Hi. Yes, pressure microphones (which are omnis) generally pick up more bass, and deeper bass, than pressure-gradient microphones (which are generally directional microphones).
But pickup of low-frequency sound is very room- and position-dependent as well as microphone-dependent. There's an acoustical phenomenon called "standing waves" which basically means that certain frequencies, which are related by their wavelengths to the dimensions of the space you're in, will have definite positions in the room where they're strong and other positions where they're weak. (This affects both recording spaces and playback spaces, so when you play back a recording over loudspeakers, you get both.)
Now think for a moment about the way people use omnis (which normally have to be spaced apart in order to get any stereo effect at all) vs. directional microphones (which are most often coincident or closely-spaced) and you'll see that in a spaced pair, you're "sampling" the conditions in two distinct places in the room, while with a coincident or closely-spaced pair, you're not getting much if any differentiation between channels in terms of the standing waves in the room. Also, directional microphones, by the mere fact of having one or more "null" pickup angles, filter out any standing waves that arrive at or near those angles. So one potentially large source of "cues" about the nature of the acoustic space can be lost.
Some people really don't like having distinctly different low-frequency behavior in the two channels, but it can be interesting sounding, and it could very well be a feeling that some people would miss when they don't get it from a recording. Those people will usually gravitate toward recording with spaced microphones.
--best regards
P.S.: Conceptually as well as physically, a cardioid is halfway between a pressure transducer and a pressure-gradient transducer.
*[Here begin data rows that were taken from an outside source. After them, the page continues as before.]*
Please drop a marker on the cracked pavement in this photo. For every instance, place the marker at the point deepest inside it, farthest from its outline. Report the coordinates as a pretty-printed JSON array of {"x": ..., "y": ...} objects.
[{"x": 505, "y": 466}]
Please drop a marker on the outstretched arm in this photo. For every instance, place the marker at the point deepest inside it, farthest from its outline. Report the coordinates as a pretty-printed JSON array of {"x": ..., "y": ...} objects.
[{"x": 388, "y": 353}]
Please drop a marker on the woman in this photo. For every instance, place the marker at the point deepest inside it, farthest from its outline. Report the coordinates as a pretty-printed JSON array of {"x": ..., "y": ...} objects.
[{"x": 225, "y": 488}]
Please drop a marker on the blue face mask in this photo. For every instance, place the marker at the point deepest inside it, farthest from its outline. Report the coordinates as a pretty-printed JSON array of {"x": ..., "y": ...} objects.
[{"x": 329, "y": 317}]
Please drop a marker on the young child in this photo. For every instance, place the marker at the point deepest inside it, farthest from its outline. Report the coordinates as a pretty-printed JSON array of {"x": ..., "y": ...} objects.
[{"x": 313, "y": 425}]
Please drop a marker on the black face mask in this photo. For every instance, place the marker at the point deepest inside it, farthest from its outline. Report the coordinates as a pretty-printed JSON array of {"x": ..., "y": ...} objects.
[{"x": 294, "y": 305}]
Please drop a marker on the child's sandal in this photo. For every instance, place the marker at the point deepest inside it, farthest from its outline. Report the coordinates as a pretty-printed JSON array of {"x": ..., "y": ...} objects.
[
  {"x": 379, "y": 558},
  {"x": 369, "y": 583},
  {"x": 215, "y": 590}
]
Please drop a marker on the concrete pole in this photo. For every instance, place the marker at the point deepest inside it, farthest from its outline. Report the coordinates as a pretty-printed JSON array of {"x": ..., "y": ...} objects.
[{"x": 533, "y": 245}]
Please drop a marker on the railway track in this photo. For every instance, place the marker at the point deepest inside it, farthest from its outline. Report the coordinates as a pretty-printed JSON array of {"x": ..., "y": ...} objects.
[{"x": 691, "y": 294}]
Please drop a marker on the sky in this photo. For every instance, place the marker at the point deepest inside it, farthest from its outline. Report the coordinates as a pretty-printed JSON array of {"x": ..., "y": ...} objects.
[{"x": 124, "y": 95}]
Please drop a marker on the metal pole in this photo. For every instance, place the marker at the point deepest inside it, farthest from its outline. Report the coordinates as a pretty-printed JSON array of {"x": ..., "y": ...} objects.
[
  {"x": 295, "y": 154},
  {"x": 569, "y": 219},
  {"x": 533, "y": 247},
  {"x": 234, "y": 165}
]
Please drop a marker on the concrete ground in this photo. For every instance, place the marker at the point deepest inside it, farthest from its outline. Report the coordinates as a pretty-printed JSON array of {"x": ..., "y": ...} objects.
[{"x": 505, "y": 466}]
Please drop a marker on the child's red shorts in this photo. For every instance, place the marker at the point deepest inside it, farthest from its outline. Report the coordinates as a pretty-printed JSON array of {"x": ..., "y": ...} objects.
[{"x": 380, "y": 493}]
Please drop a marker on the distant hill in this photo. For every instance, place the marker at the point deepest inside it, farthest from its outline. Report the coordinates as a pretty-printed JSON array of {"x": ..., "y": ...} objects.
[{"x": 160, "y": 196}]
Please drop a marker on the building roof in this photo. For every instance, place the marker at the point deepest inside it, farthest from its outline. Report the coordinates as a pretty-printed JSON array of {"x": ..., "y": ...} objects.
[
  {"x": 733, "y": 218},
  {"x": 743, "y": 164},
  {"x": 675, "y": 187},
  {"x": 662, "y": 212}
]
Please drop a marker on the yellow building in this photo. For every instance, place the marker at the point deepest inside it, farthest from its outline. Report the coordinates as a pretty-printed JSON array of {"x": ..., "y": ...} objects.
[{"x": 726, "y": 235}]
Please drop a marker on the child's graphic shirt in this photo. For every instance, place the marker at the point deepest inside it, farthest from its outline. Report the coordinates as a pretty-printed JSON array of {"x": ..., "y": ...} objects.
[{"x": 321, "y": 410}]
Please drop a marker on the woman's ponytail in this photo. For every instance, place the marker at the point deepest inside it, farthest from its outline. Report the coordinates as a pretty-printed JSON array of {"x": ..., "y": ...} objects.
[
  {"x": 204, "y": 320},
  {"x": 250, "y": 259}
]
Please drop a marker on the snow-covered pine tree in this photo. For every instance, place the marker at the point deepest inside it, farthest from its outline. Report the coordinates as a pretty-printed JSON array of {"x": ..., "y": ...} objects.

A pure pressure-gradient transducer would be a figure-8. It's a long-established convention to use the word "pressure gradient" to cover all the in-between patterns (cardioid, hypercardioid, supercardioid, wide cardioid, and now "Open Cardioid") as well--but strictly speaking, that is really only true for variable-pattern dual-diaphragm capsules (e.g. a Neumann U 87 or AKG C 414 operates as a pressure-gradient microphone even when its pattern switch is set to the "omni" position--you can even hear some proximity effect).
A single-diaphragm capsule with any of the in-between patterns--including cardioid--functions partly as a pressure transducer and partly as a pressure-gradient transducer. Its characteristics will depend on the mixture of these two principles that produces its directional pattern. A supercardioid, for example, has a higher proportion of its sensitivity due to pressure-gradient pickup, while a wide cardioid is the opposite.